2.3. Résultats et Discussion

2.3.1. Effet global de la surdité sur la conductivité nerveuse

Relation avec la durée de la surdité

Les latences des potentiels précoces (ondes IIIe et Ve) et tardifs (ondes N1 et P2) sont plus longues chez les sujets qui ont été sourds plus longtemps (Figure 57). L’effet de la durée de la surdité sur l’intervalle IIIe-Ve n’étant pas significatif, il se peut que l’allongement de l’onde Ve pour les surdités plus longues ne soit cependant que le reflet de l’allongement de l’onde IIIe et qu’il n’y ait pas d’effet de la durée de la surdité au-delà du noyau cochléaire. Cependant, l’intervalle N1-P2 est très significativement plus court pour les personnes ayant eu une durée de surdité plus courte, ce qui montre que la surdité a un impact au niveau central.

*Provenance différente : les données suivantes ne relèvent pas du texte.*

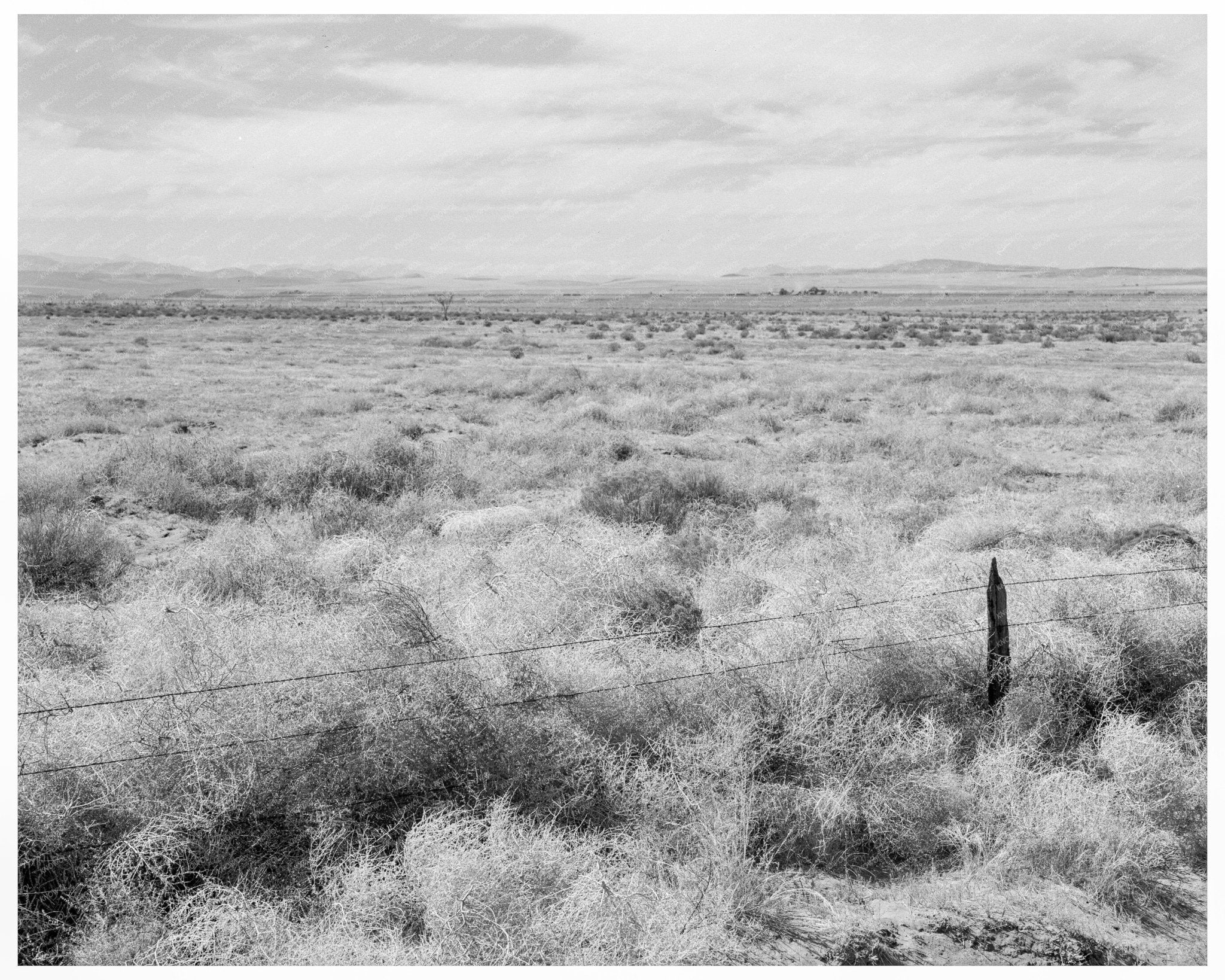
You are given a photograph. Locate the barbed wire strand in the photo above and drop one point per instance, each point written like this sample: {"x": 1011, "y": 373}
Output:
{"x": 342, "y": 729}
{"x": 403, "y": 664}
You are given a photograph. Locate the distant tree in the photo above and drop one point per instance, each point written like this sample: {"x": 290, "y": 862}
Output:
{"x": 444, "y": 300}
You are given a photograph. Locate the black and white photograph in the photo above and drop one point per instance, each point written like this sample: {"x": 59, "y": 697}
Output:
{"x": 611, "y": 489}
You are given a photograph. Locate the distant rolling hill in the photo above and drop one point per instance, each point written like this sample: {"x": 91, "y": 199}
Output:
{"x": 956, "y": 266}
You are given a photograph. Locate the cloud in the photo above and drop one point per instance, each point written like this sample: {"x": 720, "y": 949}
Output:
{"x": 226, "y": 66}
{"x": 551, "y": 142}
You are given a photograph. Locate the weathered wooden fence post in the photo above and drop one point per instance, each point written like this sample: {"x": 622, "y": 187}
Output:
{"x": 999, "y": 672}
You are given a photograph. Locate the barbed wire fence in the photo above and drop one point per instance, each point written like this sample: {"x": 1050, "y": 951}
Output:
{"x": 50, "y": 713}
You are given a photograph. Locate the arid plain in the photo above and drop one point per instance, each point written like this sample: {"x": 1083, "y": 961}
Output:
{"x": 452, "y": 522}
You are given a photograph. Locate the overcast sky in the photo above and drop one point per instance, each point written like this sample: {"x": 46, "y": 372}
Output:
{"x": 566, "y": 146}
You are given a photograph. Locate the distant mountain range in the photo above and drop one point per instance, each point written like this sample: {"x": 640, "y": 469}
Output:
{"x": 74, "y": 275}
{"x": 947, "y": 266}
{"x": 109, "y": 270}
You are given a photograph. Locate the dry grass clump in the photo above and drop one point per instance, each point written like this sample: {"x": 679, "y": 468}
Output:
{"x": 379, "y": 472}
{"x": 650, "y": 497}
{"x": 62, "y": 544}
{"x": 1179, "y": 409}
{"x": 197, "y": 478}
{"x": 66, "y": 549}
{"x": 657, "y": 603}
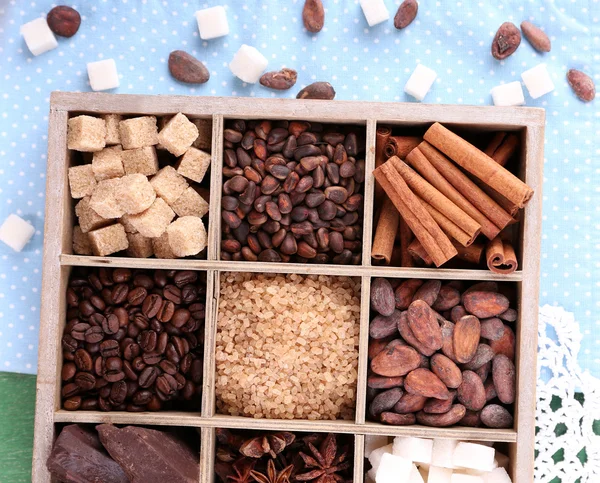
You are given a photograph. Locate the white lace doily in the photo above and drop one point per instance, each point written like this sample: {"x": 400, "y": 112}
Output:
{"x": 568, "y": 428}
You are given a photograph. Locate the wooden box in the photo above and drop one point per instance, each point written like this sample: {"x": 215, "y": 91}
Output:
{"x": 58, "y": 260}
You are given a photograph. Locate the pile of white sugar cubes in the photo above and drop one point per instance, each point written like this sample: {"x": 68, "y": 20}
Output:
{"x": 421, "y": 460}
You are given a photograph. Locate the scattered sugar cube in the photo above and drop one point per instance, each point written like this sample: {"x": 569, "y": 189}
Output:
{"x": 86, "y": 133}
{"x": 108, "y": 240}
{"x": 438, "y": 474}
{"x": 16, "y": 232}
{"x": 510, "y": 94}
{"x": 108, "y": 163}
{"x": 154, "y": 221}
{"x": 212, "y": 22}
{"x": 112, "y": 128}
{"x": 194, "y": 164}
{"x": 393, "y": 469}
{"x": 104, "y": 200}
{"x": 190, "y": 203}
{"x": 497, "y": 475}
{"x": 372, "y": 442}
{"x": 169, "y": 184}
{"x": 204, "y": 139}
{"x": 139, "y": 246}
{"x": 103, "y": 74}
{"x": 464, "y": 478}
{"x": 138, "y": 132}
{"x": 375, "y": 11}
{"x": 141, "y": 160}
{"x": 88, "y": 218}
{"x": 187, "y": 236}
{"x": 161, "y": 247}
{"x": 538, "y": 81}
{"x": 82, "y": 181}
{"x": 414, "y": 449}
{"x": 474, "y": 456}
{"x": 248, "y": 64}
{"x": 443, "y": 452}
{"x": 377, "y": 454}
{"x": 135, "y": 193}
{"x": 38, "y": 36}
{"x": 420, "y": 81}
{"x": 81, "y": 242}
{"x": 178, "y": 134}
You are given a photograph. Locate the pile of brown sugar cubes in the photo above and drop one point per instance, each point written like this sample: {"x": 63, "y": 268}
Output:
{"x": 127, "y": 200}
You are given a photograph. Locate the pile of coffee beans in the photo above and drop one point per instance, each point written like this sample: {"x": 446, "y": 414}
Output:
{"x": 133, "y": 340}
{"x": 292, "y": 192}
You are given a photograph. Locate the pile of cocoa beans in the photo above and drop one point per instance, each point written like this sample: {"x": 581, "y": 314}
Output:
{"x": 441, "y": 354}
{"x": 292, "y": 192}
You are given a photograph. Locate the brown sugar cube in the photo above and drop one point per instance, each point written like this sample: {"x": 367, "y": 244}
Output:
{"x": 112, "y": 128}
{"x": 108, "y": 240}
{"x": 168, "y": 184}
{"x": 204, "y": 139}
{"x": 104, "y": 200}
{"x": 81, "y": 242}
{"x": 135, "y": 193}
{"x": 139, "y": 246}
{"x": 81, "y": 181}
{"x": 161, "y": 247}
{"x": 86, "y": 133}
{"x": 142, "y": 160}
{"x": 153, "y": 222}
{"x": 107, "y": 163}
{"x": 88, "y": 218}
{"x": 178, "y": 135}
{"x": 190, "y": 203}
{"x": 187, "y": 236}
{"x": 193, "y": 164}
{"x": 138, "y": 132}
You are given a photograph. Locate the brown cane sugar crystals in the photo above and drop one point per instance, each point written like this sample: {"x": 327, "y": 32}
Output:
{"x": 287, "y": 346}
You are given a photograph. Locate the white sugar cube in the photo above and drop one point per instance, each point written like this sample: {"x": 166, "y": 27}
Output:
{"x": 415, "y": 449}
{"x": 497, "y": 475}
{"x": 103, "y": 75}
{"x": 463, "y": 478}
{"x": 372, "y": 442}
{"x": 212, "y": 22}
{"x": 375, "y": 11}
{"x": 538, "y": 81}
{"x": 248, "y": 64}
{"x": 420, "y": 81}
{"x": 474, "y": 456}
{"x": 510, "y": 94}
{"x": 439, "y": 475}
{"x": 377, "y": 454}
{"x": 38, "y": 36}
{"x": 393, "y": 469}
{"x": 443, "y": 452}
{"x": 16, "y": 232}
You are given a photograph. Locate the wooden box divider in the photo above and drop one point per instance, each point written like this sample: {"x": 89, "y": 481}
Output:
{"x": 58, "y": 261}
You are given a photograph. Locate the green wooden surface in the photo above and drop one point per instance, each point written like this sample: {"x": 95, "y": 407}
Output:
{"x": 17, "y": 404}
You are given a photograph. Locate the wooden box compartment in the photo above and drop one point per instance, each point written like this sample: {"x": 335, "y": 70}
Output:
{"x": 58, "y": 260}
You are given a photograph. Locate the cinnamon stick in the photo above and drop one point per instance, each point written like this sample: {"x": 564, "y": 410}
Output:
{"x": 433, "y": 239}
{"x": 479, "y": 164}
{"x": 501, "y": 257}
{"x": 419, "y": 161}
{"x": 432, "y": 196}
{"x": 401, "y": 145}
{"x": 486, "y": 205}
{"x": 385, "y": 233}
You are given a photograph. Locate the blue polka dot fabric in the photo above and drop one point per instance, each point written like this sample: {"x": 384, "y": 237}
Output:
{"x": 362, "y": 63}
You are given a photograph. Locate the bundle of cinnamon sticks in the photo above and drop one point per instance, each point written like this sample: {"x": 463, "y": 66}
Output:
{"x": 448, "y": 195}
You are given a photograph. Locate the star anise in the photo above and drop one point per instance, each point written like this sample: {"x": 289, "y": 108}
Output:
{"x": 272, "y": 475}
{"x": 326, "y": 461}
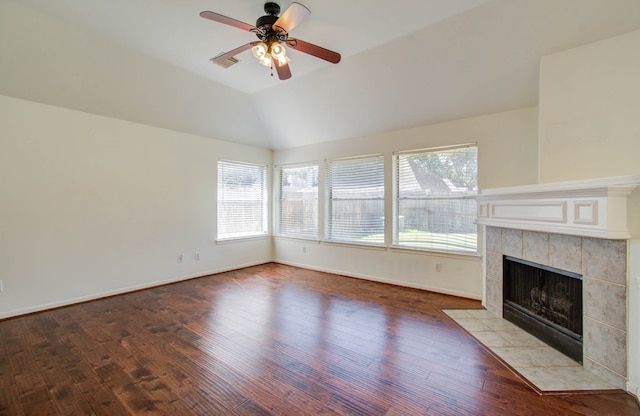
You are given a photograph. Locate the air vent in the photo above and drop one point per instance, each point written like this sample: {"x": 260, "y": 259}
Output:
{"x": 226, "y": 63}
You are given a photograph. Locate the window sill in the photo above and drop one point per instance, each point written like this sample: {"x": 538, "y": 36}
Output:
{"x": 288, "y": 237}
{"x": 355, "y": 245}
{"x": 242, "y": 239}
{"x": 439, "y": 253}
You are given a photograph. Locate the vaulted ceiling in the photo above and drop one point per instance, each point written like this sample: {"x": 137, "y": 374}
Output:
{"x": 404, "y": 63}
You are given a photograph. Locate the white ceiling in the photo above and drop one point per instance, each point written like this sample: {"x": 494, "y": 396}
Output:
{"x": 404, "y": 63}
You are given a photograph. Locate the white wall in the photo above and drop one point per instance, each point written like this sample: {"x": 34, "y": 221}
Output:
{"x": 91, "y": 206}
{"x": 507, "y": 144}
{"x": 590, "y": 128}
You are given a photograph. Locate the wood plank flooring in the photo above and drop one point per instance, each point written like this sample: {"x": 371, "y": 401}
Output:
{"x": 266, "y": 340}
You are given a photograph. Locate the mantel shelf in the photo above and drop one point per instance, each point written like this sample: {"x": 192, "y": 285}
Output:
{"x": 589, "y": 208}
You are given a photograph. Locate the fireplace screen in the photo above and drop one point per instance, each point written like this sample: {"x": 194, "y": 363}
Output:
{"x": 545, "y": 301}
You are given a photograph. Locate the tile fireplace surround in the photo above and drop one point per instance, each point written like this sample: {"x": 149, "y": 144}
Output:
{"x": 578, "y": 226}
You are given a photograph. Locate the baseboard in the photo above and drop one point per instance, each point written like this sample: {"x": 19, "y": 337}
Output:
{"x": 381, "y": 280}
{"x": 129, "y": 289}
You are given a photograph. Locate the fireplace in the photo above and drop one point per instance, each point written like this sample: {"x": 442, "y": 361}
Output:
{"x": 580, "y": 227}
{"x": 546, "y": 302}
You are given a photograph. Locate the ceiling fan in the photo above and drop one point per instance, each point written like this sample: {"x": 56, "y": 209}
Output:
{"x": 273, "y": 34}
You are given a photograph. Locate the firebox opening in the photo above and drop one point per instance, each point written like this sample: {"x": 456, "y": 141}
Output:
{"x": 546, "y": 302}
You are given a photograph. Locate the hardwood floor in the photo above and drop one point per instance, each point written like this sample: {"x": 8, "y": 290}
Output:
{"x": 266, "y": 340}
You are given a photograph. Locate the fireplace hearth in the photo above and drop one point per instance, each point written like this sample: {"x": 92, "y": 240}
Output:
{"x": 546, "y": 302}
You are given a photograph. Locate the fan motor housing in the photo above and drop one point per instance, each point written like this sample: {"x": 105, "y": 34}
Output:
{"x": 265, "y": 22}
{"x": 271, "y": 8}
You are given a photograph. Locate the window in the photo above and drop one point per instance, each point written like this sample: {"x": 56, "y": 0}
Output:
{"x": 433, "y": 205}
{"x": 297, "y": 214}
{"x": 242, "y": 200}
{"x": 355, "y": 198}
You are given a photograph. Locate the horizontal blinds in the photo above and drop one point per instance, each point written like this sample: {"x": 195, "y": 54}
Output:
{"x": 242, "y": 200}
{"x": 432, "y": 199}
{"x": 298, "y": 202}
{"x": 355, "y": 189}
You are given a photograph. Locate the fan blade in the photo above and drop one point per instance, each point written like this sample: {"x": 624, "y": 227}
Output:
{"x": 284, "y": 72}
{"x": 311, "y": 49}
{"x": 234, "y": 52}
{"x": 228, "y": 21}
{"x": 291, "y": 17}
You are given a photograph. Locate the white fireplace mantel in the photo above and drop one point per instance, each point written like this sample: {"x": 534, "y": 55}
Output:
{"x": 588, "y": 208}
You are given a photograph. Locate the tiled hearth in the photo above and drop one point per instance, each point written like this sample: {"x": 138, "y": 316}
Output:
{"x": 578, "y": 226}
{"x": 602, "y": 263}
{"x": 541, "y": 366}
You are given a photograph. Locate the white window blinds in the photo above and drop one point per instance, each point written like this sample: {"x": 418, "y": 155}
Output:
{"x": 355, "y": 198}
{"x": 297, "y": 211}
{"x": 242, "y": 200}
{"x": 432, "y": 199}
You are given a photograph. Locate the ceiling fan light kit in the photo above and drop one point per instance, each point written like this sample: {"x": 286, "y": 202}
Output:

Le fait que les tests soient plus significatifs au niveau central peut montrer que la durée de la surdité a un effet plus important au niveau central qu’au niveau périphérique. Cela rejoindrait les résultats des travaux de Oates et coll. (2002) chez les personnes appareillées.

Figure 57. Latences moyennes inter-sujets et inter-électrodes des ondes IIIe (a) et Ve (b) et de l’intervalle IIIe-Ve (c) des PEEPs (A) et des ondes N1 (a) et P2 (b) et de l’intervalle N1-P2 (c) des PEETs (B). Dans chaque étude, deux groupes sont déterminés en fonction de la durée de la surdité totale de l’oreille implantée. Les barres verticales représentent l’erreur standard autour de chaque moyenne.
Figure 57. Latences moyennes inter-sujets et inter-électrodes des ondes IIIe (a) et Ve (b) et de l’intervalle IIIe-Ve (c) des PEEPs (A) et des ondes N1 (a) et P2 (b) et de l’intervalle N1-P2 (c) des PEETs (B). Dans chaque étude, deux groupes sont déterminés en fonction de la durée de la surdité totale de l’oreille implantée. Les barres verticales représentent l’erreur standard autour de chaque moyenne. * indique que la différence entre les groupes est significative (p < 0.05).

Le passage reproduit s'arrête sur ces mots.